The question (in my mind) which would answer the relevance of the information sought was how man, different, sets of questions with similar shades of perceived harm.

Here are the structures of the hypothetical, broken down.

A disease is running it's course.

It is 100 percent lethal those who contract it.

The group capable of contracting it is restricted by age.

It is contagious.

A vaccine exists, but it can't save those who are infected; rather it kills them immediately.

+++++

So far so good. Given that set you quarantine everyone. Now comes the hard part. If it were me, well those who were obviously infected... do nothing. Treat the symptoms and hope some recover.

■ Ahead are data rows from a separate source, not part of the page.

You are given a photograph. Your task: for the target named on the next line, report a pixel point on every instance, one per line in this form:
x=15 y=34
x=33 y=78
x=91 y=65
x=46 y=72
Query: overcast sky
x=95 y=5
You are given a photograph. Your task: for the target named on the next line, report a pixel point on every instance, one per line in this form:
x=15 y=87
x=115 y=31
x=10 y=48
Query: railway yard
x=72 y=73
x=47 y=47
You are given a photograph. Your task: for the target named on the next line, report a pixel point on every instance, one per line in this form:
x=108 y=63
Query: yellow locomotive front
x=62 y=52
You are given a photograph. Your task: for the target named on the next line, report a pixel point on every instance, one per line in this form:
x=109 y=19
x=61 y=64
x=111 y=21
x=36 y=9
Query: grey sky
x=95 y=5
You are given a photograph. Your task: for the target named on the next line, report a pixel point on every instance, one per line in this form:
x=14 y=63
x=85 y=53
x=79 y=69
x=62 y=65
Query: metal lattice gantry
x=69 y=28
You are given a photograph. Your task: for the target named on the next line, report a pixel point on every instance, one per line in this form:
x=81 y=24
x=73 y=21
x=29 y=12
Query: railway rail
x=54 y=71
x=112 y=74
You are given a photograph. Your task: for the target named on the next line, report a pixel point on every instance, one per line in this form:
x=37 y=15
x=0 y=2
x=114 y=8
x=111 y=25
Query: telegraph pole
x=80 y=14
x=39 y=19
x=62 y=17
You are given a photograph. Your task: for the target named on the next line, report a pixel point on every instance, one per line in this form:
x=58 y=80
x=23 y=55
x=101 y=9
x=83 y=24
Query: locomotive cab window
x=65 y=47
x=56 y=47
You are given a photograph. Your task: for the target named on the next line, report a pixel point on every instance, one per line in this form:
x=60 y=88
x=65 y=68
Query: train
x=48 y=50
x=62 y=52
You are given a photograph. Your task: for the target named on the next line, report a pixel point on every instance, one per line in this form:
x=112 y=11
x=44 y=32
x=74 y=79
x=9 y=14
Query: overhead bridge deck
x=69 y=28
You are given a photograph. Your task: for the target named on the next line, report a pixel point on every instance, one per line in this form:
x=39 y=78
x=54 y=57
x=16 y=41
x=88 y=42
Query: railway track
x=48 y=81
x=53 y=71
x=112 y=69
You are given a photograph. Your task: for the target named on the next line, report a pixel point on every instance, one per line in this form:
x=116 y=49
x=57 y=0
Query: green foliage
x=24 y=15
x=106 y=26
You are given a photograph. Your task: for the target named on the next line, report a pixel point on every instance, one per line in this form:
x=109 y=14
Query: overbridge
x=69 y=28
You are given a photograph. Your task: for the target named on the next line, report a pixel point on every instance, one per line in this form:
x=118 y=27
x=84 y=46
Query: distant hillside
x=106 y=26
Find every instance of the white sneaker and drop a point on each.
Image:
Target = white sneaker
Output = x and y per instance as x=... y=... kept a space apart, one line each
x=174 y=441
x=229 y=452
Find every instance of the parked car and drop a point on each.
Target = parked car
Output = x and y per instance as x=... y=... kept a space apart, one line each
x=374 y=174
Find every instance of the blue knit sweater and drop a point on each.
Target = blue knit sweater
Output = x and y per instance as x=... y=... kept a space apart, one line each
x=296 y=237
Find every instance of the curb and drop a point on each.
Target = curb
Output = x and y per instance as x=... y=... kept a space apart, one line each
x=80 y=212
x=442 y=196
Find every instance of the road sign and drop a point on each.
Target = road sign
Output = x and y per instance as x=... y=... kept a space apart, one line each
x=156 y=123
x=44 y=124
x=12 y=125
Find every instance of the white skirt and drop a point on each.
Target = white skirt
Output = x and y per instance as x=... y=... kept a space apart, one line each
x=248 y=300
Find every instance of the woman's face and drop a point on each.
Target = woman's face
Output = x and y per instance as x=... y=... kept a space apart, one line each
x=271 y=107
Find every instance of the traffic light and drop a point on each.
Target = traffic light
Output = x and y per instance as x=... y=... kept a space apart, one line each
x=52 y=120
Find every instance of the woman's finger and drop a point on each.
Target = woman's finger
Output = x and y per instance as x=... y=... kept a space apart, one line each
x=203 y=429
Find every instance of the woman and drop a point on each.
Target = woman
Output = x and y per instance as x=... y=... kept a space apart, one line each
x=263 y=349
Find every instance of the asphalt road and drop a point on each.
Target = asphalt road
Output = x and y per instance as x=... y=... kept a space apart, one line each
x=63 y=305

The rest, the asymptomatic, if they've been exposed and they get the vaccine, they have no hope. If they've not they get protected. How to choose, what's the calculus. The factors in play (rate of contagion, legnth of time from infection to transmissibility, level of contagion [AIDS isn't trivially contagious, so this problem; though some have so argued, doesn't arise, not even to the level of needing quarantine] speed of progress, &c., &c, &c.) would have to be looked at.

But the world of such surveys is clean. The dirty details get left out in the search for whatever Truth is being sought. I should like to think the entire study this was lifted from was better built than this piece implies, and that it was lifted out of context, and thus bent to serve the ill-intent of this author, but I suspect it was just this shoddy from front to back.